Reading the end of Kelly Pender’s Techne, particularly “Why Techne? Why Now?” unexpectedly caused me to return to Ian Bogost’s Alien Phenomenology, or What It’s Like to Be a Thing, a book that a small group of students and faculty read in the summer of 2012 as part of a reading series. While the work explores object oriented ontology as a call to philosophy /philosophers to reconstruct their craft as practice as theory, his chapter entitled “Carpentry” allows some connections to be established to Pender’s emphasis on teaching writing as writing through techne (more specifically poesis).
Pender writes
“Historically, we have valued techne because it focuses our attention to external goals; or to put it more precisely, we have valued techne because it allows us to align writing with particulalr external goals” (142).
As poesis, or a bringing forth, techne allows students to write as writing to achieve an external goal. And while she is careful not to easily dismiss using techne to achieve external goals (something like problem solving), she explains that such an emphasis on goals of writing have caused us to overlook the thingness of writing, “the ability of writing to engage us in a process of bringing forth that is more aimed at doing something than knowing something” (143). This stresses the teaching of writing as a means of textual interpretation over a means of textual production – we aren’t using techne to make (techne as theory vs. techne as methodology).
This called to mind Ian Bogost. In “Carpentry”, he writes
“Like mechanics, philosophers ought to get their hands dirty. Not just dirty with logic or mathematics…but dirty with grease and panko bread crumbs and formaldehyde. I give the name carpentry to this practice of constructing artifacts as a philosophical practice” (92).
This signifies a shift from knowing about to doing with/from. He lays out the frame of carpentry:
“‘carpentry’ borrows from two sources. First, it extends the ordinary sense of woodcraft to any material whatsoever—to do carpentry is to make anything, but to make it in earnest, with one’s hands, like a cabinetmaker. Second, it folds into this act of construction Graham Harman’s philosophical sense of “the carpentry of things”…to refer to how things fashion one another and the world at large. Blending these two notions, carpentry entails making things that explain how things make the world” (93).

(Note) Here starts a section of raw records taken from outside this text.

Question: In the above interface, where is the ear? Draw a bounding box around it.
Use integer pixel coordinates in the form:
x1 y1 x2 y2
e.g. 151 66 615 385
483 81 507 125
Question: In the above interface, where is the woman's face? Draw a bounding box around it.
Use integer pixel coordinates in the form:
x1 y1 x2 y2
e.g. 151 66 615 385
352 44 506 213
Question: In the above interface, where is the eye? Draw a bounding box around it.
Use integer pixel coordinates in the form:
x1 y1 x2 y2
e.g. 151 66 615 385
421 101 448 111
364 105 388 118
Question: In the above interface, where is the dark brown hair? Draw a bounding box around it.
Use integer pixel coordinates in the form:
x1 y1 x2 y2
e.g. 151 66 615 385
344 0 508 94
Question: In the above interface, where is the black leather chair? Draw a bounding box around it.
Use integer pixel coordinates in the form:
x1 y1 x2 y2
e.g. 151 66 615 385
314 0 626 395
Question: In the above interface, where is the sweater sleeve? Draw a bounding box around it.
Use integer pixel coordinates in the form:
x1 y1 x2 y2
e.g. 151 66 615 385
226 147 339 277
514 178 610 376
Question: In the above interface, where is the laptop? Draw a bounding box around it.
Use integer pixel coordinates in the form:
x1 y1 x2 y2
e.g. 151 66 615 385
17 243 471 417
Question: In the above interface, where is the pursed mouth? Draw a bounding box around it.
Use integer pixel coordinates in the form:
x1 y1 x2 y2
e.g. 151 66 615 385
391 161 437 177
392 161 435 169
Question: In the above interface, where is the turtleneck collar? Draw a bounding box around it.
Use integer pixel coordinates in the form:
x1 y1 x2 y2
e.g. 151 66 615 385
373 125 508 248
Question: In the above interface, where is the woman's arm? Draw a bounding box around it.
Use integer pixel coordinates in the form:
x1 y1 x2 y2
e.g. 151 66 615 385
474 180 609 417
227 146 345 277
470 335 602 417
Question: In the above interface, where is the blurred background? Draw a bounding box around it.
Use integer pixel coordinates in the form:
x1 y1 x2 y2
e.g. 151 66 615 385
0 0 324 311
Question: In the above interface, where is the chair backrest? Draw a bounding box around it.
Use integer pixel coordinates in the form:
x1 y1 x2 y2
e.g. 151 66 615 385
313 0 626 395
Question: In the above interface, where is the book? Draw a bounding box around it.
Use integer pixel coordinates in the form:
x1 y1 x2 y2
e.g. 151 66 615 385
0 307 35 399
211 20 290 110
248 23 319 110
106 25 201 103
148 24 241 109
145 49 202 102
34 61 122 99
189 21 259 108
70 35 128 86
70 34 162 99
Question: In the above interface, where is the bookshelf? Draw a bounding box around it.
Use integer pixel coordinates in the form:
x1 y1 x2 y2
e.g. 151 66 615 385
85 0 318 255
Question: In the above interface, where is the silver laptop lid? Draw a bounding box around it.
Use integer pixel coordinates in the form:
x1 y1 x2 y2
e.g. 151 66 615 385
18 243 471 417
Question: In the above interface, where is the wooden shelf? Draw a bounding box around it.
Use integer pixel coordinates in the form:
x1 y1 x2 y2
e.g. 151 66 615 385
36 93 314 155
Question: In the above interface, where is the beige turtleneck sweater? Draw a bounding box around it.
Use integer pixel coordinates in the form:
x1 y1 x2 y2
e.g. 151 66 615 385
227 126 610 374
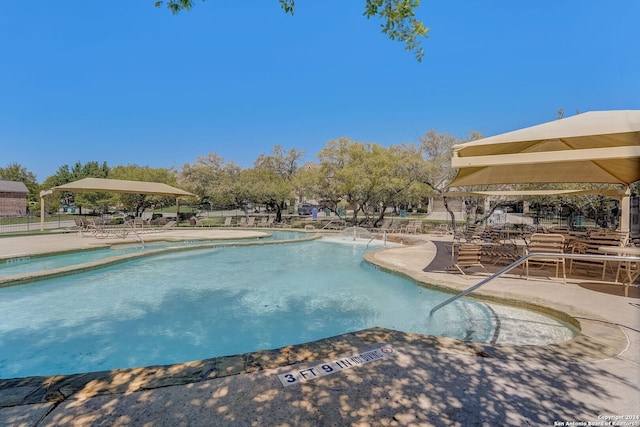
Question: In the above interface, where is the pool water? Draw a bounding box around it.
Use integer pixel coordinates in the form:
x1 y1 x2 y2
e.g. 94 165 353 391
0 230 305 277
0 239 577 379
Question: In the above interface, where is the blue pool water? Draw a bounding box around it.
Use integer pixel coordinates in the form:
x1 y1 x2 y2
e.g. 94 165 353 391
0 239 576 379
0 230 305 276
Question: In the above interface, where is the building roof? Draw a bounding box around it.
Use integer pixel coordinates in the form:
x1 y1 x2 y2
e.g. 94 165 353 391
300 161 320 171
0 180 29 193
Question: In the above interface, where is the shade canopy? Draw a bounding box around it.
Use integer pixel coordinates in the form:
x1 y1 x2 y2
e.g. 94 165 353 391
40 178 195 231
445 189 626 198
449 110 640 187
51 178 195 198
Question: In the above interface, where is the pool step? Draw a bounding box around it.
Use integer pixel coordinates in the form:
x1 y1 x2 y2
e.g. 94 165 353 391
454 300 499 343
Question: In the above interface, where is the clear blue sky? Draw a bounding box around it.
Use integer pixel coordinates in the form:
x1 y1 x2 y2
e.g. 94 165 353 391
1 1 638 183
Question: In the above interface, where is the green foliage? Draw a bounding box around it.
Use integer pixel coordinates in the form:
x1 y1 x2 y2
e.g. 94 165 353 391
247 145 305 221
416 129 459 193
363 0 428 61
179 153 244 208
109 165 180 216
195 217 225 227
155 0 428 61
315 138 431 225
279 0 295 14
0 162 39 202
40 161 110 213
155 0 195 14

I can envision reactions to this approach as dismissive, a sort of hyperbolic aside of giving students in freshman writing courses a hammer with their writing handbook, but what might it make available? We already use metaphors and theories of process and construction to talk about writing to draw attention to the act of putting things together and taking things apart. What might writing that incorporates making (beyond focus on alphanumeric texts or “creative” projects to accompany alphanumeric texts that aren’t viewed as texts on their own) do?
Bogost works to destabilize writing as the sun in our academic universe, and hile I’m not making such a move, I do find scraps of carpentry, as tied to techne, of interest to discover what writing might be/do.
I’m left wondering
- What would a methodology of techne in teaching writing look like?
- How can teaching writing as writing allow for the entanglement of writing and making?
- What composite definition of techne (from chapter one) would this approach make use of?
- Does this something, or a way to make some things, fit in the writing classroom – techne as method?